Four hours is a lot of screen time. The pace is wilfully slow. There are myriad shots of the back of people’s heads as they walk towards the next point in their day’s journey. The director compels us to experience the same lassitude, the same sense of creeping, omniscient despair, that his characters face. Secondary characters, parents or school staff, live in a vortex of rage or petty corruption. When the hunter Yu Cheng and hunted, Wei Bu finally meet, this despair gives way to a Beckettian humour. Both laugh bleakly together at the absurdity of the game they have been caught up in. The poetic motif of a motionless elephant, which is part of a travelling circus in another city, nearby, unites them. For both, life is like the elephant, a vast, useless alien which just sits around, provoking curiosity by the mere fact of its existence. And, of course, the film itself is also the elephant, this extended, unwieldy body of time, which seeks to be so vast that it encapsulates every aspect of these characters’ harsh lives, but does so going nowhere. It too has provoked curiosity by the mere fact of its presence, an unwieldy suicide note.

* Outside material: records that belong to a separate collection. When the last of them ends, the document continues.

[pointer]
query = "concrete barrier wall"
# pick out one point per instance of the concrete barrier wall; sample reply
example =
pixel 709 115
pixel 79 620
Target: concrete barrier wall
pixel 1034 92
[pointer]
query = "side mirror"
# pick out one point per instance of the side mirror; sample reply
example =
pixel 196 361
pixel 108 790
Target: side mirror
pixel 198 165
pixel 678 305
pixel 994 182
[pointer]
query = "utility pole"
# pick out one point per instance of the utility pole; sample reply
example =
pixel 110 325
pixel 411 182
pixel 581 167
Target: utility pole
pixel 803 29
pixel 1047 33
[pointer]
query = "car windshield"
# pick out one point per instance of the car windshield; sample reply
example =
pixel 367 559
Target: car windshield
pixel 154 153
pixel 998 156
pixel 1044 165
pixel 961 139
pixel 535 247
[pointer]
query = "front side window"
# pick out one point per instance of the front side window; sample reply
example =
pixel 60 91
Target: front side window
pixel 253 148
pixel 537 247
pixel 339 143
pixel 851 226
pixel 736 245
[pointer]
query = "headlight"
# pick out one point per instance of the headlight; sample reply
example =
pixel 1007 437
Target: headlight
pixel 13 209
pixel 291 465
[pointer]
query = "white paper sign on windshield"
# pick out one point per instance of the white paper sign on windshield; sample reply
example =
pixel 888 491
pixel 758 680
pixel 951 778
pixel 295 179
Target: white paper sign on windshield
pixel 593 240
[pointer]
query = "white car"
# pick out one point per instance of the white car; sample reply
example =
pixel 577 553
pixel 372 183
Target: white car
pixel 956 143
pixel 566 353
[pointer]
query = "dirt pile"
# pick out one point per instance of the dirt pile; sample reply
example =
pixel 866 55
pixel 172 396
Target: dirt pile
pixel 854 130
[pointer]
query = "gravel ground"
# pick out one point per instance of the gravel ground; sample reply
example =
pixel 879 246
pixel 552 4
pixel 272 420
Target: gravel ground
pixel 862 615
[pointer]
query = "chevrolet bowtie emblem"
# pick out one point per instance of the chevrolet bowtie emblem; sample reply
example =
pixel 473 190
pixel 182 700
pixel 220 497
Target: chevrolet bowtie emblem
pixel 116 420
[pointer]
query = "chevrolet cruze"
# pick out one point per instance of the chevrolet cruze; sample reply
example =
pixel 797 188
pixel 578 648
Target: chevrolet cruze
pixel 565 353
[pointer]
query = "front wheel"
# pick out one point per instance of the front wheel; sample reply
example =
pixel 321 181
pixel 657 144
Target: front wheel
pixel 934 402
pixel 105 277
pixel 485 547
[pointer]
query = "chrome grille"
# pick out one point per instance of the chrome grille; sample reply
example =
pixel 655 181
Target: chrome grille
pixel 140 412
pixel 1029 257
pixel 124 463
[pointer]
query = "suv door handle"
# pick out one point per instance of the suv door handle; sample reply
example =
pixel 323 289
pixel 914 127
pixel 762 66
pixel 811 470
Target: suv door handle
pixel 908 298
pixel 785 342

Because, I learn from Wiki, Hu Bo himself is no longer with us. He committed suicide after the film was completed. A startling fact which seems to warp the density of this movie, giving it an immortal element. The director might not walk the earth anymore, but he lives on through his art. As though it is sending a sign that the sitting elephant can and will move at some point. And when it does, be careful, because it will tread on you.